A calf butted with an oak

- Получается, что сказано было о николаевской России - то относится и к нам.

- Да не о николаевской России, а об Англии, которая собиралась выдать декабриста Тургенева.

То ли устыдясь, что не знал мотивов пушкинского стихотворения, то ли что вообще занёс руку на Пушкина, А. Т. примирился:

- Ну, только уберите фразу, что Костоглотов согласен. Это было их обычное сдавленное ожидание кроме того, что скажут обо всей вещи, ещё надо предвидеть - из какой полоски вырежут ремешок, ремешок навяжут на кнут и будут кнутом цитировать по мордасам.

Для душевного покоя A. T. убрал я и эту фразу. Он повеселел и решил "утешать" меня что Егорычева31 вот сняли, а меня - не сняли; что я хорошо себя вёл на секретариате: и без задирки, и безо всякого раскаяния.

Ему совсем не хотелось, чтобы я теперь раскаивался! Ему определённо нравилась вся моя затея с письмом. Да кажется впервые за годы нашего знакомства он поверил, что я могу самостоятельно передвигать ноги.

Стали говорить о "Пире победителей" - как отвести его от обсуждения в секретариате, и что Симонов вслед за Твардовским отказался его читать.

- Вы хоть мне бы дали, - попросил он.

- Да ведь, А. Т., честно! - единственный экземпляр у меня был, и вот загребли. У самого не осталось.

- В конце концов, - рассуждал он покладисто, созерцательно, - у Бунина есть "Окаянные дни". Ваша пьеса не более же антисоветская! А его остального мы печатаем... Нет, менялся Твардовский! Менялся, и совсем не медленно. Давно ли он спрашивал, как я смел какие-то лагерные пьески положить "рядом со святым Иваном Денисовичем"? Давно ли он целыми главами не принимал даже "Раковый корпус"? А сейчас вполне обнадёживающе написал:

Я сам дознаюсь, доищусь

До всех моих просчётов.

И лишь просил:

Не стойте только над душой,

Над ухом не дышите!

Ещё так сказал добродушно:

- Я тоже разрешаю себе высказываться против советской власти, но только в самом узком кругу. - (Надо понимать, что у Твардовского значит "против советской власти" с добродушной усмешкой. Это - не в газетном резком смысле, это - не касаясь основ и партийного замысла, а лишь: не со всем кряду соглашаться, иметь же свою точку, чёрт подери!) - А например за границу поеду - там выкуси, там всё наоборот.
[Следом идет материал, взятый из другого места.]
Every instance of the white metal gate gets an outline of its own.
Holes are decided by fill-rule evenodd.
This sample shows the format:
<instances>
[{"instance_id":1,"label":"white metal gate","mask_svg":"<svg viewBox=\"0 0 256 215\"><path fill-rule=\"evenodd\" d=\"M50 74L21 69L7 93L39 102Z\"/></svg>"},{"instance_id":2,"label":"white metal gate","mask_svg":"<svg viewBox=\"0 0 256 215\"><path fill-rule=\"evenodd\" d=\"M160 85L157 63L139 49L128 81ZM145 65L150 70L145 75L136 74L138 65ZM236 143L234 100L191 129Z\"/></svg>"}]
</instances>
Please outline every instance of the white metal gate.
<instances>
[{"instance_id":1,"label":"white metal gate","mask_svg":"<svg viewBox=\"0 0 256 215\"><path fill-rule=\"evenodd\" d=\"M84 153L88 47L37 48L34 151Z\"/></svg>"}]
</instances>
Уж это - как водится, уж как воспитано.

Прошло ещё полтора месяца - всё было так же, ни гласа, ни воздыхания. Да собственно, я не ждал ничего и не нужно мне было ничего - я-то стоял на скале! Но беспокойство, не упускаю ли ещё какую-то возможность, навело меня предложить Твардовскому заключить на "Раковый" теперь договор: ведь мы, как будто, вновь сосватались. А в том болотном неустойчивом равновесии, где не говорят "да", и не говорят "нет", где все уклоняются от решения - один-то маленький толчок, может, всего и нужен? Вот и сделаем его. И пусть хоть на договор кто-нибудь наложит запрет! А не будет - можно и рукопись толкать. Надо же пробовать!

Этот планчик застал Твардовского врасплох: и неожиданно ему было, чтобы я о договоре первый завёл, и толкал же я его на мятеж, не иначе самому преступить волю начальства. И мне кажется так: внутренне в нём сразу сработало, что он - не может, не смеет, на это не пойдёт. Но если жёсткие люди своё промелькнувшее ощущение тут же перекладывают в слова, люди с мягкотою не решаются так круто отказать. И он в основном обещал, но ещё надо уточнить, и десятидневными уточнениями, двумя моими ненужными заездами в редакцию, а его неприездом (к нему на дачу газ проводили) и с дачи телефонным звонком уяснилось: "Я всё равно не могу заключить с вами договора на "Корпус", пока не получу на то разрешения".

С какой это поры даже на договор редакция нуждается в разрешении? Впал Твардовский в малодушие опять. В этих опаданиях и приподыманиях, между его биографией и душой, в этих затемнениях и просветлениях - его истерзанная жизнь. Он - и не с теми, кто всего боится, и не с теми, кто идёт напролом. Тяжелее всех ему.